Secondo Assiterminal, la volontà del Governo di rafforzare il coordinamento nazionale del sistema portuale rappresenta un obiettivo condivisibile. L’associazione ritiene positivo il percorso volto a uniformare procedure, servizi e interpretazione delle norme nei diversi scali italiani, mantenendo però le competenze operative e le specificità territoriali delle singole Autorità di Sistema portuale.
Ferrari ha ricordato come il rafforzamento del coordinamento centrale, più volte richiamato dal viceministro Edoardo Rixi, possa contribuire a rendere il sistema portuale nazionale più competitivo anche sul piano internazionale e favorire nuovi investimenti strategici, compresa la possibilità per l’Italia di operare all’estero attraverso la nuova società pubblica.
L’associazione evidenzia tuttavia alcune criticità dell’attuale impianto normativo e del testo in discussione. In particolare, Assiterminal osserva che la legge portuale degli ultimi trent’anni non è mai stata pienamente attuata, richiamando il limitato funzionamento della Conferenza nazionale di coordinamento e il ridotto coinvolgimento delle associazioni maggiormente rappresentative nella programmazione degli investimenti strategici.

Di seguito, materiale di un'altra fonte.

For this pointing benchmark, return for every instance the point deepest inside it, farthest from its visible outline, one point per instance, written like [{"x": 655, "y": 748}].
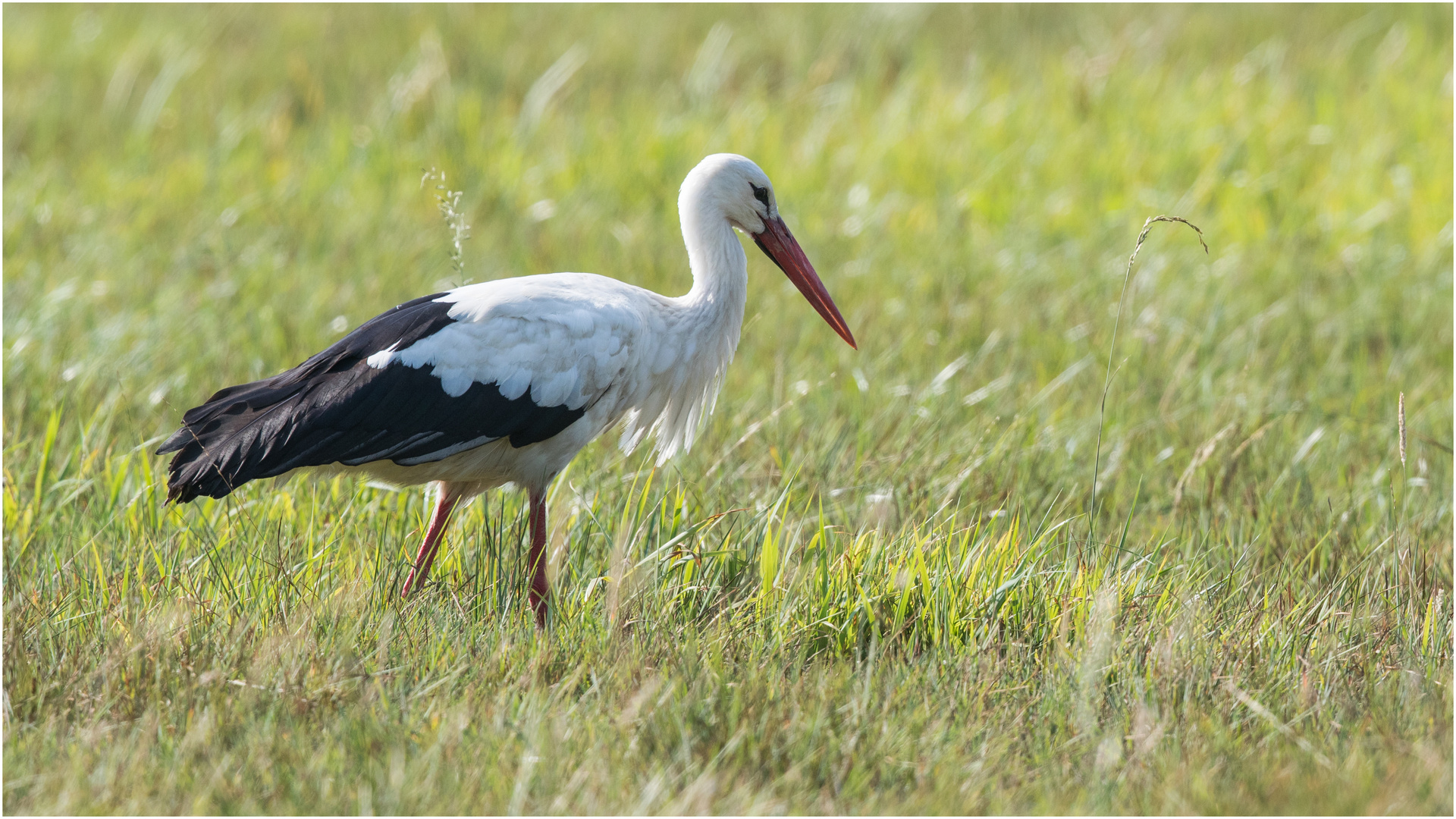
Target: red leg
[
  {"x": 444, "y": 504},
  {"x": 541, "y": 589}
]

Per quanto riguarda il disegno di legge, Ferrari ha espresso dubbi sul ruolo attribuito alla futura Porti d’Italia Spa, chiedendosi se una stessa società possa contemporaneamente pianificare, progettare, realizzare opere infrastrutturali e gestire concessioni. Analoga perplessità riguarda il modello della cosiddetta “concessione duale”, ritenuto potenzialmente complesso sotto il profilo amministrativo e da verificare rispetto alla normativa europea sulla concorrenza, oltre che sul piano della sostenibilità economica.
Nel corso dell’audizione Assiterminal ha inoltre richiamato alcuni temi ritenuti prioritari per il settore, tra cui la necessità di chiarire definitivamente la disciplina dei canoni concessori, alla luce del contenzioso ancora aperto davanti al TAR Lazio, dopo la pronuncia favorevole ottenuta dall’associazione al Consiglio di Stato nel 2024. Tra le altre proposte figura anche l’uniformazione della disciplina relativa alle operazioni e ai servizi portuali, considerata uno strumento essenziale per offrire maggiore certezza agli investimenti delle imprese terminalistiche. Ferrari ha inoltre ribadito l’importanza di istituire il fondo per il prepensionamento dei lavoratori portuali, ritenendolo un passaggio fondamentale anche in vista del prossimo rinnovo del Contratto collettivo nazionale dei porti.
Sul piano operativo, Assiterminal propone una revisione del ruolo della futura Porti d’Italia Spa, limitandone l’attività principalmente alla realizzazione delle grandi infrastrutture e dei dragaggi, con il successivo trasferimento delle opere alle Autorità di Sistema portuale. L’associazione suggerisce inoltre che la società concentri i propri interventi sulle cosiddette “opere fredde” o, in alternativa, intervenga come partner finanziario nei progetti di partenariato pubblico-privato che le AdSp e gli operatori non riescano a sostenere integralmente.
Secondo Ferrari, una simile impostazione consentirebbe di mantenere una netta separazione tra le funzioni amministrative di concessione e le attività economiche, evitando possibili conflitti di ruolo e rafforzando la coerenza del nuovo modello di governance con gli obiettivi della riforma. Assiterminal ha infine annunciato che le osservazioni presentate in Parlamento saranno ulteriormente sviluppate attraverso proposte emendative e contributi che verranno trasmessi anche sulla piattaforma di consultazione attivata dal Ministero delle Infrastrutture e dei Trasporti.